Running Locally / Debugging Apptainer Jobs

Because there are a lot of ways that your job might go wrong, you can use the distribute run command to run an apptainer configuration file in place. As an example, take this test that is required to compile and run in the project. The apptainer definition file is:

Bootstrap: library
From: ubuntu:20.04

%files
	./run.py /run.py

%post
	apt-get update -y
	apt install python3 -y

%apprun distribute
    cd /
    python3 /run.py $1

run.py is:

import sys

def main():
    procs = int(sys.argv[1])
    print(f"running with {procs} processors")

    print("writing to /dir1")
    with open("/dir1/file1.txt", "w") as f:
        f.write("checking mutability of file system")

    print("writing to /dir2")
    with open("/dir2/file2.txt", "w") as f:
        f.write("checking mutability of file system")

    # read some input files from /input

    print("reading input files")
    with open("/input/input.txt", "r") as f:
        text = f.read()
        num = int(text)

    with open("/distribute_save/simulated_output.txt", "w") as f:
        square = num * num
        f.write(f"the square of the input was {square}")

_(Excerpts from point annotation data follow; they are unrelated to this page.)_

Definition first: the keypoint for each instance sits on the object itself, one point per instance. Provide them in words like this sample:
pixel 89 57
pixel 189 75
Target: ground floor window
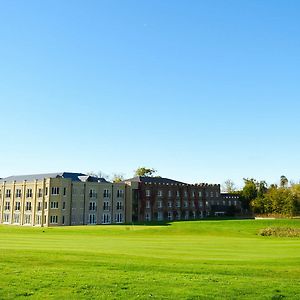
pixel 17 218
pixel 186 215
pixel 119 218
pixel 38 219
pixel 159 216
pixel 106 218
pixel 53 219
pixel 27 219
pixel 6 218
pixel 148 217
pixel 92 219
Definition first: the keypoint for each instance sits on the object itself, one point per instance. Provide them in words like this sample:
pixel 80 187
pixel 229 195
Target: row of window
pixel 193 194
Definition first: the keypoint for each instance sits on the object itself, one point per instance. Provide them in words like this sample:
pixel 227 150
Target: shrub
pixel 280 232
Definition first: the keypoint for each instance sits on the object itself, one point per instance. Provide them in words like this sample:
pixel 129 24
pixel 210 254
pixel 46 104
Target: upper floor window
pixel 18 193
pixel 8 193
pixel 55 191
pixel 29 193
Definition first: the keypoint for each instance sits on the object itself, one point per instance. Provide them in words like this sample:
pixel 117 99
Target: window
pixel 17 205
pixel 105 205
pixel 29 193
pixel 16 218
pixel 55 190
pixel 147 217
pixel 119 218
pixel 53 219
pixel 53 204
pixel 38 219
pixel 6 218
pixel 106 193
pixel 92 219
pixel 186 215
pixel 93 193
pixel 28 205
pixel 39 207
pixel 27 219
pixel 106 218
pixel 120 193
pixel 18 193
pixel 7 205
pixel 159 216
pixel 92 206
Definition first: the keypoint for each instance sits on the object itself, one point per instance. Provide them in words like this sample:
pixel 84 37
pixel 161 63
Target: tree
pixel 143 171
pixel 229 186
pixel 283 181
pixel 117 178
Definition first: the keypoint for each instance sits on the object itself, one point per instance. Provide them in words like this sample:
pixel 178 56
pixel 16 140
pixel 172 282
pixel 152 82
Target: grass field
pixel 184 260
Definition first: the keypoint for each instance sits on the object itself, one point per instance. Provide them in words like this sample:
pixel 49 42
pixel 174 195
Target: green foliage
pixel 280 232
pixel 143 171
pixel 185 260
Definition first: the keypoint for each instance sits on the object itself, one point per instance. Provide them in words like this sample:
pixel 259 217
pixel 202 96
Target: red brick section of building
pixel 162 199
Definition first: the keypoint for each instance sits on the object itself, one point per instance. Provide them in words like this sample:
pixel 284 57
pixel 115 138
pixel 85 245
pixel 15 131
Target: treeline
pixel 282 199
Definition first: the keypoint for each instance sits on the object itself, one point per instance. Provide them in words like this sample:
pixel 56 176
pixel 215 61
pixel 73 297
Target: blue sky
pixel 202 91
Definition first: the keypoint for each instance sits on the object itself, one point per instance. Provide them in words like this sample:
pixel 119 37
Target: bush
pixel 280 232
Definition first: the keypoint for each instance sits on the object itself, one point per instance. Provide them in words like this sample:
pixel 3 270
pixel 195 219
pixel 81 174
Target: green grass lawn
pixel 185 260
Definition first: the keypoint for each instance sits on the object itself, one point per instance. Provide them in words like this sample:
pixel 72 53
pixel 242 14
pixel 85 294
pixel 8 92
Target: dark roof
pixel 146 179
pixel 68 175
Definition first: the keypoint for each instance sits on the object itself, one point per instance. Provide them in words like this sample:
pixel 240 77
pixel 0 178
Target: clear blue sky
pixel 200 90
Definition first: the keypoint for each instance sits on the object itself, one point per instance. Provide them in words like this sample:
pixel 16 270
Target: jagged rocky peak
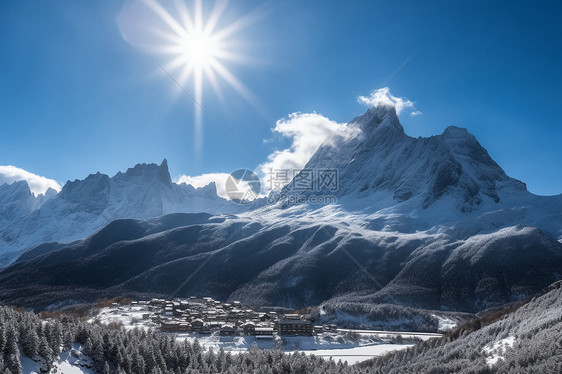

if __name__ == "__main__":
    main()

input_1.txt is:

10

input_2.txt is:

15

and distribute-jobs.yaml is:

---
meta:
  batch_name: some_batch
  namespace: some_namespace
  capabilities: []
apptainer:
  initialize:
    sif: apptainer_local.sif
    required_files: []
    required_mounts:
      - /dir1
      - /dir2
  jobs:
    - name: job_1
      required_files:
        - path: input_1.txt
          alias: input.txt
    - name: job_2
      required_files:
        - path: input_2.txt
          alias: input.txt

the apptainer definition file can be built with these instructions. Then, execute the job locally:

distribute run distribute-jobs.yaml --save-dir output --clean-save

The output directory structure looks like this:

output
├── archived_files
│   ├── job_1
│   │   ├── job_1_output.txt
│   │   └── simulated_output.txt
│   └── job_2
│       ├── job_2_output.txt
│       └── simulated_output.txt
├── _bind_path_0
│   └── file1.txt
├── _bind_path_1
│   └── file2.txt
├── distribute_save
├── initial_files
├── input
│   └── input.txt
└── apptainer_file.sif

This shows that we were able to write to additional folders on the host system (_bind_path_x), as well as read and write output files. Its worth noting that if this job was run on the distributed server, it would not be archived the same (archive_files directory is simply a way to save distribute_save without deleting data). The structure on the server would look like this:

some_namespace
├── some_batch
    ├── job_1
    │   ├── job_1_output.txt
    │   └── simulated_output.txt
    └── job_2
        ├── job_2_output.txt
        └── simulated_output.txt

The outputs of the two simulated_output.txt files are:

the square of the input was 100

and

the square of the input was 225